Al-Qaeda in the Islamic Maghreb (AQIM)
Al-Qaeda in the Islamic Maghreb (AQIM) is a Salafi-jihadist militant organization which aims primarily to overthrow Algerian government and institute an Islamic state, or, caliphate. The group has also openly declared its intention to attack European, Spanish, French and American targets, but has seen the most success in its North African campaigns.
For more information about the Maghreb region, including its history, culture, and politics, please visit this page.
Origins
AQIM traces its provenance back to a guerrilla Islamist movement known as the Armed Islamic Group (GIA), which violently opposed Algeria’s secular leadership in the 1990s. A civil war began when Algeria’s military – supported heavily by France – cancelled a second round of parliamentary elections in 1992 which would have surely placed the political entity known as the Islamic Salvation Font into power. Over the course of the conflict, several GIA commanders became concerned that their brutal tactics, which included regular beheadings, were alienating Algerian supporters and so broke away in 1998 to to create a new identity as the Salafist Group for Preaching & Combat (GSPC). Initially, this break drew support from a large portion of the Algerian population, who liked the idea of continuing the rebellion without civilian casualties. However, in the early 2000s the government launched a new counter-terrorism effort, employing amnesty as a tactic to quell the insurgency, which completely threw the group into disarray.
In order to retain its relevance in the face of decline, the group aligned with Al-Qaeda in 2006, and rebranded itself as AQIM the following year. This move had a substantially positive effect on the group’s recruitment and fundraising efforts due to its enhancing their legitimacy among extremists. Additionally, the new name would denote the group’s broadened ambitions, which after the merger included Western interests in addition to Algerian targets. The rest of that year (2007) would see a rash of violent incidents and suicide attacks in Algeria, as well as bombings of both the regional UN headquarters and the Algerian Constitutional Court. Whether the group was uncomfortable with this transition back to brutality is unknown, but it is undeniable that the merger discredited AQIM among Algerian Islamists focused on pursuing a more diplomatic agenda.
Objectives
In its new capacity as a sect of Al-Qaeda, AQIM broadened its objectives, which are now listed as the following:
- Cleansing North Africa of Western Influence
- Overthrowing governments deemed apostate (including Algeria, Libya, Mali, Mauritania, Morocco, Tunisia)

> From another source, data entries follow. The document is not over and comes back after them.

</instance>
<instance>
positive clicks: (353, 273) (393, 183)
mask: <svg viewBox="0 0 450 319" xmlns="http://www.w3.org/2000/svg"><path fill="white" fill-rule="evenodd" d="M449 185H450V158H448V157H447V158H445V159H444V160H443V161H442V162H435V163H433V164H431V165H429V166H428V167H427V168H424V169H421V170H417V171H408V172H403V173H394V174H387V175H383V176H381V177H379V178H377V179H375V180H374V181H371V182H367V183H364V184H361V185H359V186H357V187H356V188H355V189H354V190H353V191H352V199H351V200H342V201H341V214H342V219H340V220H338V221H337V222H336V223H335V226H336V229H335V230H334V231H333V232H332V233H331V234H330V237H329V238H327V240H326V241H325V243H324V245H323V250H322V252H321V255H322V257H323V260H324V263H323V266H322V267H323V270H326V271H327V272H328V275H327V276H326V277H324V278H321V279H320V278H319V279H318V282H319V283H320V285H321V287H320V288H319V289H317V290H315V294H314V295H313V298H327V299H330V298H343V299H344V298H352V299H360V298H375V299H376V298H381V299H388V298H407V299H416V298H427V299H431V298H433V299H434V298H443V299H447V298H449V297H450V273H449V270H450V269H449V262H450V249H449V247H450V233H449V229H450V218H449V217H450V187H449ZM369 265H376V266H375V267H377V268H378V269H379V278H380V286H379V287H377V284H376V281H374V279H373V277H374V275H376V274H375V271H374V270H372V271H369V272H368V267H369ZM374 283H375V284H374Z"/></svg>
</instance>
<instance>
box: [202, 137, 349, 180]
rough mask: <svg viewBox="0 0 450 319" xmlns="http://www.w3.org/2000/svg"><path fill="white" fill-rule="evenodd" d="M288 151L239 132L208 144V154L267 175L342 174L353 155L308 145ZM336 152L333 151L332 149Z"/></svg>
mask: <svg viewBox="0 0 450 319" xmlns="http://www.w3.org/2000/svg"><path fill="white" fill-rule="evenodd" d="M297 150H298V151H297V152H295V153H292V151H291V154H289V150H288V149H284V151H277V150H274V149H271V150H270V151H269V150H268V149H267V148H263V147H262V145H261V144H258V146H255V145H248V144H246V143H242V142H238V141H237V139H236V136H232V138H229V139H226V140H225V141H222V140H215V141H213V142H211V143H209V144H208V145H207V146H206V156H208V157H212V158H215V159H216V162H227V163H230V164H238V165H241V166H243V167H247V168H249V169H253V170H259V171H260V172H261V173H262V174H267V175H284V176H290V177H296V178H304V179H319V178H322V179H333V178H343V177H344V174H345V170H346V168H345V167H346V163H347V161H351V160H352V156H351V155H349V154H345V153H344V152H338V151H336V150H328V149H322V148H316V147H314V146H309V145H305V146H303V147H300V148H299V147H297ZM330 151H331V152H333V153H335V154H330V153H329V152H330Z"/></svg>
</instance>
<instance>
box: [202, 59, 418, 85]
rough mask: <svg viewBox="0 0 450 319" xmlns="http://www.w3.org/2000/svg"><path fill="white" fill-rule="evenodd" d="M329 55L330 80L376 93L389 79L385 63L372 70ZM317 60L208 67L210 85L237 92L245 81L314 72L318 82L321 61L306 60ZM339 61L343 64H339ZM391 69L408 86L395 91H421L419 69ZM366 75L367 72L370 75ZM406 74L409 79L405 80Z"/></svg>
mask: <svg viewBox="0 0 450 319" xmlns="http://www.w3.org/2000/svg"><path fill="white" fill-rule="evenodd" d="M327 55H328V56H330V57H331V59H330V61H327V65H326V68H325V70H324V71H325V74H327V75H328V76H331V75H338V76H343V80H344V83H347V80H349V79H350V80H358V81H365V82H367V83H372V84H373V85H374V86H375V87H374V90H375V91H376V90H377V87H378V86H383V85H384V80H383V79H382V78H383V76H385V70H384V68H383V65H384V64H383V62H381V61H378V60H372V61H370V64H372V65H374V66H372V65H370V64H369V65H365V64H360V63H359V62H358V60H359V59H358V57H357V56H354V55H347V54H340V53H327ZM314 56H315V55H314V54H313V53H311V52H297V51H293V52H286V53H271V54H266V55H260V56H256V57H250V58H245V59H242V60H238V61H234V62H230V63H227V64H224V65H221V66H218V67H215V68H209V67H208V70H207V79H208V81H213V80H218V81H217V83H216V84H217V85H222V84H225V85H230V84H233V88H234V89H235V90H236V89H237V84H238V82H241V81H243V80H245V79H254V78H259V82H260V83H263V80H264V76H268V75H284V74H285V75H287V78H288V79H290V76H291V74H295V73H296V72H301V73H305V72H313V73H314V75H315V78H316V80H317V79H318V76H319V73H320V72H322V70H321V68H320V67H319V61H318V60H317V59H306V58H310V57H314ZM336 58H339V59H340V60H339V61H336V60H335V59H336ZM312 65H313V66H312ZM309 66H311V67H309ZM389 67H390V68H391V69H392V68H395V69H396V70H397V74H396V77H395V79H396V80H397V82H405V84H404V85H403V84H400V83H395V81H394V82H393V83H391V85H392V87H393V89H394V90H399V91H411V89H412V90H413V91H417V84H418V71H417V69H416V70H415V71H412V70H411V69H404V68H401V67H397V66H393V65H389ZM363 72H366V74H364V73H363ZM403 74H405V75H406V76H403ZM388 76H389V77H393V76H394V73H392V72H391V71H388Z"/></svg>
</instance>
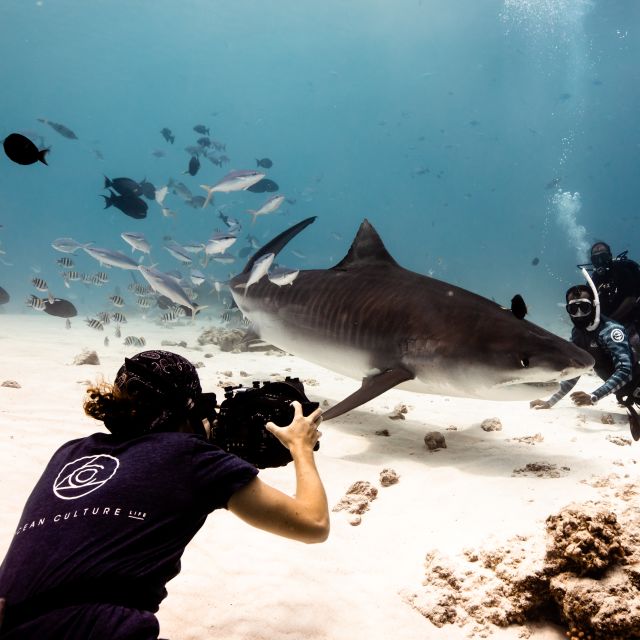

- Installing fundamentalist regimes based on sharia (religious law)
This ideology blends global Salafi-jihadist dogma with North African nuances, including references to the early Islamic conquests of the Maghreb, most likely to draw regional support for the organization’s cause. A large component of this philosophy is concerned with waging war against the “far enemy,” which in this case is France and Spain. France, in particular, has a long history as the region’s colonial ruler, and continues to exacerbate tensions by providing political and military support for local regimes the organization opposes. If we could go so far as to define a “near enemy” as well, then it would be those apostate nations mentioned above.
Tactics
AQIM’s tactics include guerilla-style raids, assassinations, and suicide bombings of military, government, and civilian targets. Its members are known to have frequently kidnapped, and sometimes executed, aid workers, tourists, diplomats. and employees of MNCs. They raise money primarily through kidnapping for ransom – one report estimates they’ve raised over $50 million this way in the last decade alone – and also through various forms of trafficking (arms, vehicles, people, narcotics). These efforts not only provide adequate funding for the organization, but also discourage foreign enterprise in the region due to its volatility. All this has served to establish AQIM as perhaps the wealthiest Al-Qaeda affiliate in operation today.